Viernes 30 de octubre de 1998

 

Querido cardenal Arinze;
eminencias;
queridos hermanos en el episcopado;
hermanos y hermanas en Cristo:

1. Me alegra tener esta oportunidad de saludaros a vosotros, miembros, consultores y personal del Consejo pontificio para el diálogo interreligioso, con ocasión de vuestra asamblea plenaria. Nos encontramos hoy en el marco del ya inminente gran jubileo del año 2000, un momento especial de gracia y alegría en el que toda la Iglesia elevará una gran oración de alabanza y acción de gracias al Padre por el inestimable don de la redención, que Cristo nos conquistó con su encarnación, su muerte y su resurrección.

Pronto entraremos en el tercer año, el último, de la preparación inmediata para este acontecimiento único en la historia de la salvación, un año durante el cual centraremos nuestra atención en la persona de Dios Padre, por el que Jesucristo fue enviado y al que regresó (cf. Jn 16, 28). Uno de los objetivos particulares de este último año de preparación, como subrayé en la carta apostólica Tertio millennio adveniente, es ensanchar los horizontes de los creyentes, para que toda la vida cristiana pueda verse «como una gran peregrinación hacia la casa del Padre», un viaje de fe, que «afecta a lo íntimo de la persona, prolongándose después a la comunidad creyente para alcanzar a la humanidad entera» (n. 49).

2. Para lograr correctamente este «ensanchamiento de horizontes», es necesaria una conversión del corazón, una metanoia, que muy oportunamente ha sido objeto de vuestras reflexiones durante estos días. En efecto, el corazón humano es el punto de partida de este viaje interior, y desempeña un papel especial en todo diálogo religioso. Por eso, vuestras discusiones persiguen un fin muy importante. Ayudarán a la Iglesia a comprometerse de modo cada vez más pleno y eficaz en el diálogo con nuestros hermanos y hermanas de las diferentes tradiciones religiosas, especialmente con los musulmanes y, siguiendo las directrices de la Asamblea especial para Asia del Sínodo de los obispos, celebrada recientemente, con los seguidores del hinduismo, el budismo, el sintoísmo, y con los modos de pensar y vivir que ya estaban arraigados en Asia antes de la llegada del Evangelio a esas tierras.

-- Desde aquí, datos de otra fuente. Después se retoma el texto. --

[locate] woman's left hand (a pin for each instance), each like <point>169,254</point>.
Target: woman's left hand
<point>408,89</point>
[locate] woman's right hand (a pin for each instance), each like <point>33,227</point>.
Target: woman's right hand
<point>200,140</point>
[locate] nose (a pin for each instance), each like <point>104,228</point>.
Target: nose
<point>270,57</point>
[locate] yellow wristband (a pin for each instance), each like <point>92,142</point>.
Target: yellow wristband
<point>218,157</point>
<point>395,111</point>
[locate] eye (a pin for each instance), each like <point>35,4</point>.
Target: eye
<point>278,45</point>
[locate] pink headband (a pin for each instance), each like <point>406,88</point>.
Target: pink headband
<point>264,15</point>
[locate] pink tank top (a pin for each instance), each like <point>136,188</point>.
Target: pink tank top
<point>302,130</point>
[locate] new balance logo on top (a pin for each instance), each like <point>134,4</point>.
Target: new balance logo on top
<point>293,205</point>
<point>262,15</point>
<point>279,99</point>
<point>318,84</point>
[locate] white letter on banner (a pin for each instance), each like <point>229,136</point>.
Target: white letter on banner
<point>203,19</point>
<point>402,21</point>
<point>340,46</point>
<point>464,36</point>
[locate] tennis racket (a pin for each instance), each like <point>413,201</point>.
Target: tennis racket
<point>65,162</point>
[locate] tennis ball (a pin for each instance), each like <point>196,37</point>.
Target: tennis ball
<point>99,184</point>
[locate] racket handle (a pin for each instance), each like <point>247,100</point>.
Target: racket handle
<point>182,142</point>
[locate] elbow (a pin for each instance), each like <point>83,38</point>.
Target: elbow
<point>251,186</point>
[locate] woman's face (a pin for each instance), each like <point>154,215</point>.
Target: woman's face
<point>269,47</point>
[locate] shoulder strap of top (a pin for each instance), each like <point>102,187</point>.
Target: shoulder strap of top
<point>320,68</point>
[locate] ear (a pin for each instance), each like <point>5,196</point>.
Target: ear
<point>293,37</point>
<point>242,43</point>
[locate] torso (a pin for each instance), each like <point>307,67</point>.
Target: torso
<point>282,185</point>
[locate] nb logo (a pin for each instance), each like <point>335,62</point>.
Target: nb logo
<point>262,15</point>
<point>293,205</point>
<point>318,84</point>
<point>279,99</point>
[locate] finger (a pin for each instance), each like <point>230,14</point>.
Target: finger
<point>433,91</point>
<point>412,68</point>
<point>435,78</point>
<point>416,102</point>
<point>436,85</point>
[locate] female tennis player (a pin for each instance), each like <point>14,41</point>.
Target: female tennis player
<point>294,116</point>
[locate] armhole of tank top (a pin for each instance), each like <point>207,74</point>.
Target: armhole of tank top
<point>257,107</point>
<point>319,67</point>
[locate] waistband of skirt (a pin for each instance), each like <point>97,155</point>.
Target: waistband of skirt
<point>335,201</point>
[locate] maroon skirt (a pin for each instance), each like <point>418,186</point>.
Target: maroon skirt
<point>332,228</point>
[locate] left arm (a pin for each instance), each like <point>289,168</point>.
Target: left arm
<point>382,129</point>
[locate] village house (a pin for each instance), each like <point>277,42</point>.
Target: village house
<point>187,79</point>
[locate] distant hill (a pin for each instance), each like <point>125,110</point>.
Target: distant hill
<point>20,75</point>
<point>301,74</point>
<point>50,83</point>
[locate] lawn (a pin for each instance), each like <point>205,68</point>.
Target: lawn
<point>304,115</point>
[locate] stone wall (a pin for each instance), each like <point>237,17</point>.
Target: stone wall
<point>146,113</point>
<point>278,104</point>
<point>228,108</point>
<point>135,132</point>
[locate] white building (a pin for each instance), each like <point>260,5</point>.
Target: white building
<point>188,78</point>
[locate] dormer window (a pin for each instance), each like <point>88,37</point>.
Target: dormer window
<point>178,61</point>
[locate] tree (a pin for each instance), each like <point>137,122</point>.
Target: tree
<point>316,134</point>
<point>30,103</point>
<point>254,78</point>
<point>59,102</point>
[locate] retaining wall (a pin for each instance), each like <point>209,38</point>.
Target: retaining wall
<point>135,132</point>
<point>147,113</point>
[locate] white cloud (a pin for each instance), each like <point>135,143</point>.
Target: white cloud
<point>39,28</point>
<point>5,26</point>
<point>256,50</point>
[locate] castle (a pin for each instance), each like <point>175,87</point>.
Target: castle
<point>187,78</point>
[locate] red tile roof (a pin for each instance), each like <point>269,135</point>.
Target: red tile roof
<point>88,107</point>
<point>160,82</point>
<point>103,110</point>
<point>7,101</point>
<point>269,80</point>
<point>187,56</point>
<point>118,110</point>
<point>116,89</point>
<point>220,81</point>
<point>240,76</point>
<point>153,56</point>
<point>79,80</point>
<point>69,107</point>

Vuestras reflexiones se han situado de modo apropiado en el marco global del «diálogo de espiritualidad y espiritualidad del diálogo», continuación y profundización del tema de vuestra última asamblea plenaria. En efecto, no puede haber auténtica y duradera conversión del corazón sin espíritu de oración.

«La oración es el vínculo que nos une de forma más eficaz, pues en ella se realiza el encuentro de los creyentes cuando se superan desigualdades, incomprensiones, rencores y hostilidades; es decir, cuando se encuentran en Dios, Señor y Padre de todos» (Mensaje para la Jornada mundial de la paz de 1992, n. 4: L'Osservatore Romano, edición en lengua española, 13 de diciembre de 1991, p. 21). De esa forma podemos apreciar también la importancia de las comunidades cristianas de oración, especialmente las contemplativas, en las sociedades multirreligiosas. Además de testimoniar la buena nueva de Jesucristo, esas comunidades se convierten en puentes de fraternidad y solidaridad, fomentando un diálogo y una cooperación fecundos entre los cristianos y los seguidores de las demás religiones.

3. Nos hallamos en el umbral de un nuevo milenio, que se abre con el desafío planteado a la Iglesia de recoger los copiosos frutos de las semillas sembradas por el concilio Vaticano II. Con los padres conciliares, os exhorto a vosotros y a todos los hijos e hijas de la Iglesia a que, «con prudencia y caridad, mediante el diálogo y la colaboración con los seguidores de otras religiones, dando testimonio de fe y vida cristiana, reconozcáis, guardéis y promováis aquellos bienes espirituales y morales, así como los valores socio-culturales que se encuentran en ellos» (Nostra aetate, 2). De este modo, la Iglesia estará atenta a la obra del Espíritu en el corazón de los demás creyentes, y seremos capaces de construir sobre los logros del pasado, consolidar los esfuerzos actuales y animar la futura cooperación entre todos los que buscan la verdad trascendente.

Invocando sobre vosotros la intercesión de María, Reina de los Apóstoles, de corazón os imparto mi bendición apostólica.